Die EU spricht sich immer eindeutig gegen Protektionismus aus. Auch als Laie weiß man, dass Protektionismus Ende der 20er Jahre des letzten Jahrhunderts zur Zuspitzung der damaligen Weltwirtschaftskrise geführt haben soll. Dass diese Sichtweise in der heutigen Zeit nicht unumstritten ist, zeigt dieser Artikel von Noreena Hertz.
Ist es angesichts dieser Erkenntnislage nicht schäbig, dass wir andererseits immer noch unsere Überschüsse zu Dumpingpreisen in die Länder der ärmsten Regionen der Welt exportieren? Im Augenblick sind wir doch alle so sehr von den Bildern betroffen, die uns aus Haiti erreichen. Auch Haiti gehört zu den ärmsten Ländern der Erde – auch ohne Erdbeben! Es wird geholfen, wenn die Not fast nicht mehr zu ertragen ist. Dabei wäre es richtig, den Leuten zu helfen, bevor solche unvorstellbaren Katastrophen passieren. Aber das kriegen wir nicht hin! Zu groß sind die wirtschaftlichen Interessen der Gruppen, die von ganz anderen Maßnahmen profitieren.
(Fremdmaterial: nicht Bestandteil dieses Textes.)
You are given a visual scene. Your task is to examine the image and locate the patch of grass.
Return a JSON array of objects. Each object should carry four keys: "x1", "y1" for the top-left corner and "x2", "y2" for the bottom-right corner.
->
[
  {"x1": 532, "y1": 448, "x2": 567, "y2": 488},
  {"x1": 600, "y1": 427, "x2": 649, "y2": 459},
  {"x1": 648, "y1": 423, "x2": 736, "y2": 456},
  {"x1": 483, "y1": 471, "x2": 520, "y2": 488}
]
Vor ein paar Monaten wurde über den Preisverfall der Milch gestritten und über die Konsequenzen, die das für unsere Bauern hat. OK, Haiti ist in diesem Zusammenhang ein schlecht gewähltes Beispiel. In Afrika aber leben 300 Menschen von 100 Kühen. Das Verhältnis in Deutschland und Europa dürfte ein bisschen anders liegen.
In Europa gibt es 1,05 Mio. Milchbauern. Die produzieren zu viel Milch. Das Überangebot führt zu sinkenden Preisen. Damit die Bauern dennoch ein Auskommen haben, wird das Produkt subventioniert. Das aber führt dazu, dass die milliardenschwere Überproduktion in Entwicklungsländer exportiert wird und die Existenz von 100 Millionen Milchbauern in diesen Ländern bedroht wird.
Wir wollen das nicht. Wir nehmen solche Mechanismen nicht zur Kenntnis, blenden die bekannten Konsequenzen schon lange Jahr aus. Es gibt sie aber (leider), und wir sollten uns ihrer auch bewusst sein und diesen Unsinn kritisieren!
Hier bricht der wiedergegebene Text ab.